Friday, June 09, 2006

Garden Hoses

I grew up calling a garden hose a hose pipe. My husband thought it was a very strange and redundant way to refer to a simple hose. Obviously, hose pipe was a term that evolved. I can just imagine a time when there was no such thing as a garden hose. There must have been pipes for watering flowers. Then someone came along with a flexible rubber tube and the hose pipe was born. There is probably some relation with hosiery, but I am not going to go there.

My grandmother used to water her flowers every night and she let me help her. She showed me how to use my thumb to intensify the spray. Sometimes she used a nozzle. She would set it so that the water would spray out in a fine mist over all of her flowers. I don’t remember watering the grass very often, and there was no such thing as a lawn sprinkler. Somehow the grass did OK, content with rainwater.

We used to use the hose to fill the plastic wading pool, but the one thing I simply was forbidden to do was to drink from the hose. Somehow there was a connection between polio and drinking from the hose. Some of my more raucous little friends did sneak and drink from the hose, and fortunately they didn’t get polio. Of course, I was an obedient child and didn’t drink from the hose. I must confess, however, that I sometimes did enjoy a squirt from a water gun (which has been filled by the hose), applied directly to the mouth. Nobody seemed to notice. All of this became moot once the Salk vaccine hit the streets. From a kid’s view this meant – finally we can drink from the hose.

When I was a teenager, we moved to the suburbs and we got a big lawn. The big lawn required a sprinkler. We had one the kind that flipped-flopped back and forth; the kind you could easily dash through to get to the mailbox if you were fast. We had a special faucet at our house that allowed us to get high pressure. Apparently the faucet was somehow hooked up directly to the water line. My father would use it to wash down the driveway and the sidewalk, as with that big lawn came lots of pine needles.

There was a decade in which hoses were irrelevant to my life. I was in college and as a young married couple we lived in an apartment.

We moved to California in 1971 and got a sudden immersion all things related to watering. Our first home was in Highland, California, near San Bernardino. Without imported water the place would look like a desert. There were months on end without any rain. Some folks gave up and paved their front yards and painted them green; others opted for the Astro-turf effect. Our house, fortunately, came with built in sprinklers in the front yard, but the back required constant watering. Our sprinkler heads were “Rainbirds.” People in the know bought Rainbirds because they were high quality and wo rked great. The sprinklers were not everywhere they needed to be, so watering was a daily necessity for most of the year. Of course, brush fires are a way of life in Southern California. I recall once using the hose to soak our wooden fence and the wooden shingles on our roof, as a fire endangered us.
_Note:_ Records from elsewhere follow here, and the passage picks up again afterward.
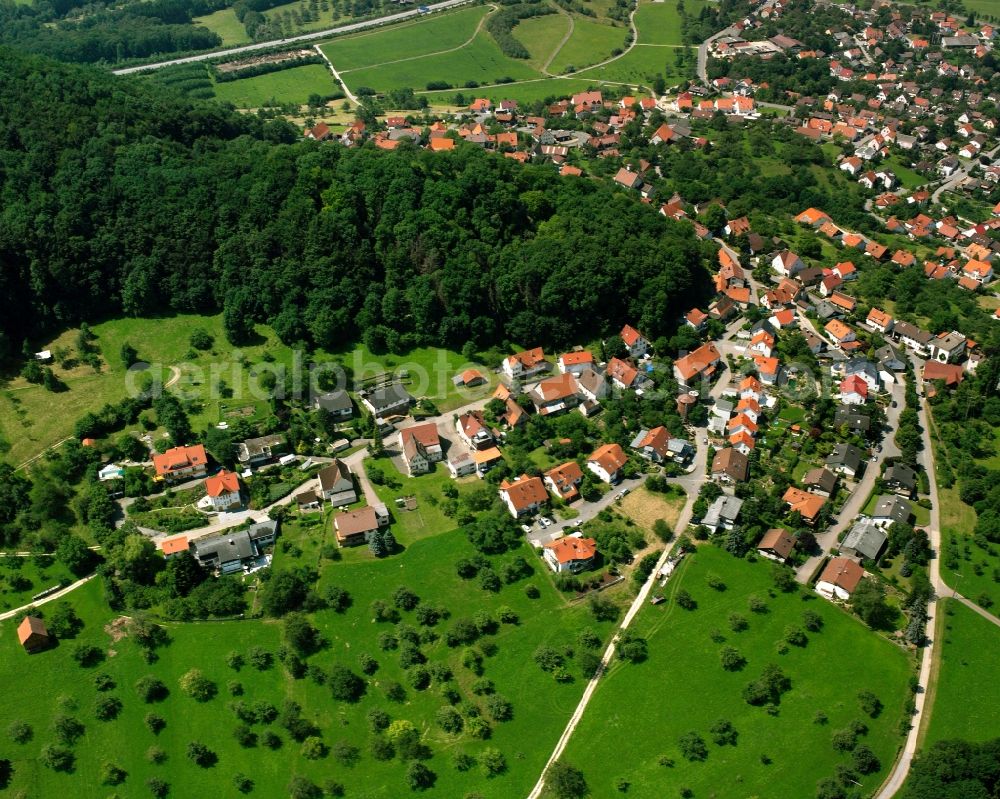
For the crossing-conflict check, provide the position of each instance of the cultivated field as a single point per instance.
(640, 712)
(966, 696)
(541, 704)
(289, 86)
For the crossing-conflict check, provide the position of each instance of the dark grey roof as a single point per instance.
(901, 474)
(845, 455)
(894, 508)
(865, 538)
(853, 419)
(334, 401)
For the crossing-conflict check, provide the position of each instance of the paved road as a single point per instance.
(305, 37)
(960, 175)
(827, 540)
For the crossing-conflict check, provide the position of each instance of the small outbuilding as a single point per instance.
(33, 635)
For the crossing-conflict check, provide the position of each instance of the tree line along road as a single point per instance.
(305, 37)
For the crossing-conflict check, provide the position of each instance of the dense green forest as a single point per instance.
(118, 197)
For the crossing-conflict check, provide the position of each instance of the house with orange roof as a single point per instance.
(575, 362)
(805, 503)
(563, 481)
(523, 496)
(181, 463)
(697, 364)
(172, 547)
(768, 369)
(839, 332)
(570, 554)
(608, 462)
(223, 490)
(879, 320)
(521, 365)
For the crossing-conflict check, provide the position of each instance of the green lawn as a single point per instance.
(639, 712)
(224, 23)
(541, 35)
(640, 65)
(406, 40)
(590, 43)
(22, 578)
(32, 418)
(479, 61)
(541, 705)
(527, 91)
(276, 88)
(966, 697)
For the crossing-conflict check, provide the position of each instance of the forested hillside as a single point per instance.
(118, 200)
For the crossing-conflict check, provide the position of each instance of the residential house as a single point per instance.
(336, 484)
(388, 400)
(523, 496)
(522, 365)
(33, 635)
(421, 448)
(570, 554)
(730, 466)
(223, 490)
(255, 451)
(777, 544)
(356, 527)
(901, 479)
(820, 481)
(555, 395)
(564, 480)
(889, 509)
(472, 429)
(181, 463)
(839, 579)
(575, 362)
(638, 345)
(805, 503)
(723, 513)
(864, 540)
(700, 363)
(337, 403)
(607, 462)
(846, 459)
(234, 550)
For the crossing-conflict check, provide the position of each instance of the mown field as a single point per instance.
(590, 43)
(32, 418)
(541, 705)
(640, 712)
(966, 696)
(405, 40)
(291, 86)
(225, 23)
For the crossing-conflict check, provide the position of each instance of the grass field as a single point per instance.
(30, 422)
(590, 43)
(480, 61)
(406, 40)
(640, 65)
(224, 23)
(640, 711)
(292, 86)
(541, 705)
(22, 578)
(965, 700)
(541, 35)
When we got to Maryland in 1976, our new house didn’t have any sprinklers built in. We found a Rainbird unit we could mount on a garden hose and endured 16 years of occasional watering when the rain was not sufficient. Mostly we didn’t do much with our hoses in those years. We would spritz off the porch or carport floor sometimes or wash the spiders off the house.

Thirteen years ago, we built a new house and we installed a sprinkler system. Yes, we used Rainbird heads. This sprinkler system is tied in with home automation unit. We can set the sprinklers to go on at a certain time every day, but there’s more! We can turn them on remotely from anywhere using a phone. Not that we ever do, but it is nice to have that capability I guess.

We put a hot tub room in the basement of our house. At first it was great! I had the room filled with lush plants and watered them using a hose with a spray gun attachment. Yes, we designed the room so that it used outdoor materials, so getting the walls wet is not a problem. Of course, the hot tub broke and is now on Steve’s to do list. The plants that didn’t die, got moved upstairs and the hose sits idle in its custom designed box.

This house came complete with lots of decks and they seem to always need cleaning. Just washing them off with the hose won’t cut it. We must power wash them. For years Steve insisted on doing all the power washing, but eventually I got impatient and asked him to teach me how to do it. Of course, now he has opened Pandora’s box.

I have to say I get a charge out of power-washing. I feel like an avenging angel setting the world right. Step by step I make the decks look brand new again. The power is great. Now if I could only have enough strength in my hands to connect the hose tightly enough so that it won’t drip all over the place.